R.S.V.P., French for "respond, if you will," is used as an etiquette ritual to accept or decline invitations. It is still used for the social occasion, though some hosts complain that it's largely ignored in that setting. The R.S.V.P., sometimes in the form of a reservation tear-off, is also used for professional associations and business occasions.

It really is the only organized, efficient way to plan events, seminars, meetings or parties. Any business-related event that involves food or beverages must provide the catering departments with a final head count at least 24 hours prior to the event.

Savvy networkers know that the lack of awareness and ignorance of the R.S.V.P. and its facsimiles can impact a career. A person who continually drops in on events or reserves and is a no-show is making a statement: "I am too disorganized, cannot plan my schedule, cannot prioritize, do not follow through and have no working knowledge of etiquette." And people do talk. Reputations do get tainted.

Tom Peters writes and speaks of the basic common courtesies prevalent in excellently run companies. The R.S.V.P., while part of a code of etiquette, is plain, basic, common courtesy. If you plan to attend a professional association dinner, you reserve a space by phone or mail. If you cannot attend, you cancel the reservation.

We are building rapport and reputations when we R.S.V.P. Our message is: I am considerate.
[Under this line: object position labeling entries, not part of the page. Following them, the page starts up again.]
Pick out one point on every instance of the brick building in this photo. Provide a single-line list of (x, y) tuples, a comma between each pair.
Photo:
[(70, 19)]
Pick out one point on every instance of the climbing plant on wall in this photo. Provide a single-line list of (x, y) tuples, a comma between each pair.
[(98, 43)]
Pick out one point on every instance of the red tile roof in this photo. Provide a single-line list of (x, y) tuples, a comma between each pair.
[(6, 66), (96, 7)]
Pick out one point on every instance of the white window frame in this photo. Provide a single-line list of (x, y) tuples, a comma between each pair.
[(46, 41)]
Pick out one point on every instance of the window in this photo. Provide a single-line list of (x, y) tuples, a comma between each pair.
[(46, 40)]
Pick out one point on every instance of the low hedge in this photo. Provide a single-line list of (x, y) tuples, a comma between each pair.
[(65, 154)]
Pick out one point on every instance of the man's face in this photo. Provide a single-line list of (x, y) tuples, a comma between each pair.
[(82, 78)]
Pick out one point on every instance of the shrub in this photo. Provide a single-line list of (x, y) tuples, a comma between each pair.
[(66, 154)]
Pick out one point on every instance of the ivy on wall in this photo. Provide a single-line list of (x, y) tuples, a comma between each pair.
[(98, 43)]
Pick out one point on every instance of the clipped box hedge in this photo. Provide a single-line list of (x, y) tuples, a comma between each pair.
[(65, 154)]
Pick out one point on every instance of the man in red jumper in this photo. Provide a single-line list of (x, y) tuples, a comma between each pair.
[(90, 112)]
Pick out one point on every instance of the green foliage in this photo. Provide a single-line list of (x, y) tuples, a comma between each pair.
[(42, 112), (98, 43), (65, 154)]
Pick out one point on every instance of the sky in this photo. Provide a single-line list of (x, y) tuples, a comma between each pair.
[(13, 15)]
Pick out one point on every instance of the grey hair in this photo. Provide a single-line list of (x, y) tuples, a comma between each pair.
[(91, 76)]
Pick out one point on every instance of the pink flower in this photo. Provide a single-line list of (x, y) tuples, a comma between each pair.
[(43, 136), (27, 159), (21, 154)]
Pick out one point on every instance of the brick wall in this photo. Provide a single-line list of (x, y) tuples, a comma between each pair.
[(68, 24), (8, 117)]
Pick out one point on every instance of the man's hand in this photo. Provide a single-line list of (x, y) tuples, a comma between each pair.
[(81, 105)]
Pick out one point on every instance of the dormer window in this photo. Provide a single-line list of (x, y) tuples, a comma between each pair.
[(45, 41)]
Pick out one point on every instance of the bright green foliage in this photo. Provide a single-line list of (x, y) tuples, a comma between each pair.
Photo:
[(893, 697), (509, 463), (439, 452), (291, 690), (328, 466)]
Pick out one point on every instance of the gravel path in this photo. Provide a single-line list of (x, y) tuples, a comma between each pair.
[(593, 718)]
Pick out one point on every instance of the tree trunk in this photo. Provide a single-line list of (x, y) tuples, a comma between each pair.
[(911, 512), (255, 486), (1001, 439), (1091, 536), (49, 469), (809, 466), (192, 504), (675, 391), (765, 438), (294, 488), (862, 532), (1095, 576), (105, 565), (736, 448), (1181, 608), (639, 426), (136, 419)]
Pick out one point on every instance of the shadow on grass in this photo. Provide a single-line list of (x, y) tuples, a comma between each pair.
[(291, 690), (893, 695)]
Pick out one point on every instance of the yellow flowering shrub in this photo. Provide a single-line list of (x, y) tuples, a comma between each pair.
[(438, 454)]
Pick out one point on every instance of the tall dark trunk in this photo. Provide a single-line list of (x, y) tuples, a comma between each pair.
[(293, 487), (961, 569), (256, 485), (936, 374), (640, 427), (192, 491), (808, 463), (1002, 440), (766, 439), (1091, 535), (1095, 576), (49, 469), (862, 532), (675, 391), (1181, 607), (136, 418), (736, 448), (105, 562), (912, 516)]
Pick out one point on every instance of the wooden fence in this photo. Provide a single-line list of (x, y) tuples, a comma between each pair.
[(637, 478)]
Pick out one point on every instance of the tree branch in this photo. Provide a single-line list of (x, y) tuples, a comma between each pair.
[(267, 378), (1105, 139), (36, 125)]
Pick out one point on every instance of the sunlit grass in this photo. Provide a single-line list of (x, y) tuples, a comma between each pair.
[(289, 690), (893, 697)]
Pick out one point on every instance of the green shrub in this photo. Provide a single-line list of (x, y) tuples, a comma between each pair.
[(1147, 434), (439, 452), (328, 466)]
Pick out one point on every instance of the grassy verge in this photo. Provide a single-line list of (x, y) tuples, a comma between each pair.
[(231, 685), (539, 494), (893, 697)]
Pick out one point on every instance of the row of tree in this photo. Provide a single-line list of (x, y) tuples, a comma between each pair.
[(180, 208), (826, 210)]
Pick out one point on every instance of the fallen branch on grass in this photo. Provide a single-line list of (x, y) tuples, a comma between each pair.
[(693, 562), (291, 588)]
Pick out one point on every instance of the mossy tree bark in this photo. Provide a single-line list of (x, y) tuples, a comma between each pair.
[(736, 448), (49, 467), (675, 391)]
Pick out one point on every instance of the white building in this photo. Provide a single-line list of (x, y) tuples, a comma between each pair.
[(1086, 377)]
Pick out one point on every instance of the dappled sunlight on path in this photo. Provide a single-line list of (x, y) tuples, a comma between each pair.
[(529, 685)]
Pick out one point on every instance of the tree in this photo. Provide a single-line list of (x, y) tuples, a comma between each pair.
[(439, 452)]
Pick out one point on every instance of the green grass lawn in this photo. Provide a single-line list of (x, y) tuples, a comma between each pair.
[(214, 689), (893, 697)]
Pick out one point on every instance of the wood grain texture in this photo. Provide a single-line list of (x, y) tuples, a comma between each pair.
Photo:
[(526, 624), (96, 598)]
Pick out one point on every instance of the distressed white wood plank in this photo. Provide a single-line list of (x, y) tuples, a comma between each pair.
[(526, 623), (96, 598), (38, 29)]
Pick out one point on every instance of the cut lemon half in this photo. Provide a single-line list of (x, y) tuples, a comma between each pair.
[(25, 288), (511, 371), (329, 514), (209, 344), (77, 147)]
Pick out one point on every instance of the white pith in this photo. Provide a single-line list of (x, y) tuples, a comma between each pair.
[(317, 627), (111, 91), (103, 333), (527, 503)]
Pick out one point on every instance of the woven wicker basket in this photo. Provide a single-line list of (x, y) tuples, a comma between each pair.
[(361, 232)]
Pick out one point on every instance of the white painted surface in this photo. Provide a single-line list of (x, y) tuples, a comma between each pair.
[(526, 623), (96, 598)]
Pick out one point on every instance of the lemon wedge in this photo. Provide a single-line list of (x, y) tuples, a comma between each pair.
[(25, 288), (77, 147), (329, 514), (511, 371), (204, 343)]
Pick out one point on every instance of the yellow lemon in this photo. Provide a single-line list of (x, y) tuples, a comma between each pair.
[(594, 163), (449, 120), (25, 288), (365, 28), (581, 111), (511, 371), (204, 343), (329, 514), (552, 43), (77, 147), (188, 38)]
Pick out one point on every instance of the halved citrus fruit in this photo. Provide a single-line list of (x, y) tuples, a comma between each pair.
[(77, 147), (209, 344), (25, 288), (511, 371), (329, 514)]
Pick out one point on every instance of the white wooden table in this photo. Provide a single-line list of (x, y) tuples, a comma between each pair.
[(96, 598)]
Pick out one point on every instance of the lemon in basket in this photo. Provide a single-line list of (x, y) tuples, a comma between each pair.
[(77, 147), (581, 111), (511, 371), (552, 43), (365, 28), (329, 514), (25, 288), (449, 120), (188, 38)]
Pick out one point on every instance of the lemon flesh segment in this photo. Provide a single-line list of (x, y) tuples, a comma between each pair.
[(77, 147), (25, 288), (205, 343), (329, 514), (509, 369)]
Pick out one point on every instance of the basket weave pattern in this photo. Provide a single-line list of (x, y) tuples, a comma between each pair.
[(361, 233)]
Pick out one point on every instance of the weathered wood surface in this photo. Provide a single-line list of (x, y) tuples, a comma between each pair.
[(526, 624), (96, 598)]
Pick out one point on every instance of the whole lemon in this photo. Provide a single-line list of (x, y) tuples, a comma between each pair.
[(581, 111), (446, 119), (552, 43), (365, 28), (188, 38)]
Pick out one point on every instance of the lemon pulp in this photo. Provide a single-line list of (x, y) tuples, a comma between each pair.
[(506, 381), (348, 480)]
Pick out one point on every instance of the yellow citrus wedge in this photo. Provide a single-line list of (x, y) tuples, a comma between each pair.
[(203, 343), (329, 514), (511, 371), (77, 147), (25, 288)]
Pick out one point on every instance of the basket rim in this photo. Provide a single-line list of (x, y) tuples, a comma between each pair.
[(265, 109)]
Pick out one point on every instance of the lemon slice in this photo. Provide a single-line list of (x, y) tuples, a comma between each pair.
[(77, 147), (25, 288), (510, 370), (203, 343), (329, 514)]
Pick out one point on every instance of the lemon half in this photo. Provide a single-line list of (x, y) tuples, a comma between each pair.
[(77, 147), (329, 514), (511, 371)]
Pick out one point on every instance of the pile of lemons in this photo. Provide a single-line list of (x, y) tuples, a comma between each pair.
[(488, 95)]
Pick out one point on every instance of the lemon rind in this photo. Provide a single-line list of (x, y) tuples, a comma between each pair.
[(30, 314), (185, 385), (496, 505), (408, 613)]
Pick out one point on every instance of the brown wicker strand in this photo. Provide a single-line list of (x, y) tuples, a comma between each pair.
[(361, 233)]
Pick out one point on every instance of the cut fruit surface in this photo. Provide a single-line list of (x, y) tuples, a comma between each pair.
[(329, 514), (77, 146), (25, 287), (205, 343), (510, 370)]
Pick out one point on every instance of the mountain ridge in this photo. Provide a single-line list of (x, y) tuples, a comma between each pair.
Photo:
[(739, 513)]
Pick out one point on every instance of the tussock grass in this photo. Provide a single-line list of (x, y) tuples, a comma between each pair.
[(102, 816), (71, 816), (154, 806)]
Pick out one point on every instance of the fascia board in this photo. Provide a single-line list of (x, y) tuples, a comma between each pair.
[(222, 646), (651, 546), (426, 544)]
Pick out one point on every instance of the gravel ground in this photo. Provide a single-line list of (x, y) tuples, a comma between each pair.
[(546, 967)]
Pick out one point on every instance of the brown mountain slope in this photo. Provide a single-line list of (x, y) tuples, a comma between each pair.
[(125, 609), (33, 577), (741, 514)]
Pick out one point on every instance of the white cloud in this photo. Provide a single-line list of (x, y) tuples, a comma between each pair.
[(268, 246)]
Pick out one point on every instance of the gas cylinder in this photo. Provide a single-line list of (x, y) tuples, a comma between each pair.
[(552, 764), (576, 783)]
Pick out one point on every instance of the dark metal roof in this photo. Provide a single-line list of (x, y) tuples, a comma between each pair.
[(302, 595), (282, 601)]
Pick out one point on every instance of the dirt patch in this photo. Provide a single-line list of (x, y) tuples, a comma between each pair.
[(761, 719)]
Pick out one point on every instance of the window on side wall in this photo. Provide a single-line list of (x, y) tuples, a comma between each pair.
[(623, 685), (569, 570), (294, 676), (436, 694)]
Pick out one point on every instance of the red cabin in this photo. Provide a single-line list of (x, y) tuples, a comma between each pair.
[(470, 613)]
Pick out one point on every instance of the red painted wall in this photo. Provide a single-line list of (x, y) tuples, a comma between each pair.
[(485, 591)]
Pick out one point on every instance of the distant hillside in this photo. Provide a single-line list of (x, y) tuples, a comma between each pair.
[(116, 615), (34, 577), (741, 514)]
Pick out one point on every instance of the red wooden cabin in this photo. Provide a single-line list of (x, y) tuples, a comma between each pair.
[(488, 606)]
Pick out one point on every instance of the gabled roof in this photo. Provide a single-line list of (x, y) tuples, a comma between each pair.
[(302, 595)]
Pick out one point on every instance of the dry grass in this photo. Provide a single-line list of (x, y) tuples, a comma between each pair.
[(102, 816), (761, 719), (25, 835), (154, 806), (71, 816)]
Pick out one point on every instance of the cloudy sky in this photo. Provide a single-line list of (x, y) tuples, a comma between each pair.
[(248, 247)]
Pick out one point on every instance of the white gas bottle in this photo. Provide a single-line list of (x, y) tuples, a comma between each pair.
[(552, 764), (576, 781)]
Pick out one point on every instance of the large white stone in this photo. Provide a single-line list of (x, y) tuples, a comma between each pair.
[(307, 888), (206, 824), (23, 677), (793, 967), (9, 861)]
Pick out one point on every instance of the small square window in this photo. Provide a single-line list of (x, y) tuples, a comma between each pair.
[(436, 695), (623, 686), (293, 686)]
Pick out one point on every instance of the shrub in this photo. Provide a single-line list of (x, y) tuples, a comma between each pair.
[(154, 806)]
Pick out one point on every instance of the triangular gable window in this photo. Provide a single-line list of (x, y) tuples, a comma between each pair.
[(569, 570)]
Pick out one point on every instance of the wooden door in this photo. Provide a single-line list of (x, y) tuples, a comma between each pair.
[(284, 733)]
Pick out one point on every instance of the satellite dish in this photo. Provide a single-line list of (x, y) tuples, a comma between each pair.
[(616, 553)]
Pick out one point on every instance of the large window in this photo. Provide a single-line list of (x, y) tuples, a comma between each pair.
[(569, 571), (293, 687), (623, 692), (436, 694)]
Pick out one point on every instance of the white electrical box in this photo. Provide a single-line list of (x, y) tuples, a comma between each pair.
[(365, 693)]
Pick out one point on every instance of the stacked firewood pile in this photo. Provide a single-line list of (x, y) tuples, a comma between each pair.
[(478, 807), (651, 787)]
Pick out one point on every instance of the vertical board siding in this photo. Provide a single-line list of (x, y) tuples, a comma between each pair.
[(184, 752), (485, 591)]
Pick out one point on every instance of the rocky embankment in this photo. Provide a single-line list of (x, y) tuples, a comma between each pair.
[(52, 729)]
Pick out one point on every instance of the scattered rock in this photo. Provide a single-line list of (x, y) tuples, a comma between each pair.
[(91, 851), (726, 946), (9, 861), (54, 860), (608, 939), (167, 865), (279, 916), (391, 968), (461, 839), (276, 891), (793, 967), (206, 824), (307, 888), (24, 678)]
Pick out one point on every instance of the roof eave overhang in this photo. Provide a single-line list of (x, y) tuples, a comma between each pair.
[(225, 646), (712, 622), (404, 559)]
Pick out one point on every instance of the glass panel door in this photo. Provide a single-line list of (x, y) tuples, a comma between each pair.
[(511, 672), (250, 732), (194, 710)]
If, at the last minute, you cannot attend and cannot reach the office, there's a solution. Call the hotel, restaurant or club and leave a message for the appropriate person that you will not attend. I recently did that when I fell ill and could not fly to my friend's daughter's wedding. She let me know how nice that was and helpful. Taking the time to be thoughtful is a good use of it!

Make sure the catering office gets the same message. Does that sound too complicated? Many "fashionably busy" people may balk at the extra effort because it requires "too much time."

Examine the other alternative: dropping in on an association dinner. One person doing so is usually covered in the fudge factor. What happens when 20 other professional colleagues do the same? Problems!

One professional group had its yearly exhibition fair and networking event. Based on reservations plus a drop-in number, the room was reserved and hors d'oeuvres ordered. Unfortunately, an additional 75 people showed up at the door. The room was too small and the food was inadequate. When several people complained to me, I asked if they had made reservations. If no was the answer, I pointed out that they could only fault themselves and others who neglected to R.S.V.P.

The question remains: Can busy people be bothered with the R.S.V.P.? Yes! We must manage our time and our manners. Many people in positions of power and authority who are busy manage to have the time for appropriate, considerate behaviors of etiquette. I cannot help but think that the next fashionable workshop should be entitled, "Managing your time, your manners and your reputation!"

It would be so much easier on program, luncheon chairpersons, event hosts if we all would just R.S.V.P. and then follow through. Last fall, a business consultant decided to throw an elegant, black-tie, catered dinner party at a local mansion. For whatever reason, 10 people who accepted the invitation did not show. No calls, no cancellations, no apologies. The cost to him of their rudeness - $600.

A sales manager for a 5-star Chicago hotel who was recently married was stunned, "Eighteen people who did send in reply cards just never showed up at my wedding!" The cost was considerable, not only in dollars but also in disillusionment and disappointment in her "friends."

How we behave in work-related settings is a statement about who we are. Can our careers withstand the image we create when etiquette is ignored?

There are certainly times when a response or R.S.V.P. is not necessary and it is not a breach of etiquette:

  • Mass-mailed workshop brochures
  • Invitations to "occupant"
  • Sweepstakes letters

Some remedies:

  • Reserve/R.S.V.P. once we evaluate the event
  • Consider a confirmation/cancellation policy
  • If we really must make a last minute change/decision, accompany it with a last minute call.

With the back-to-basics movement, we may find those who R.S.V.P. out-shining the competition, developing reputations as "reliable," and having their day in the sun.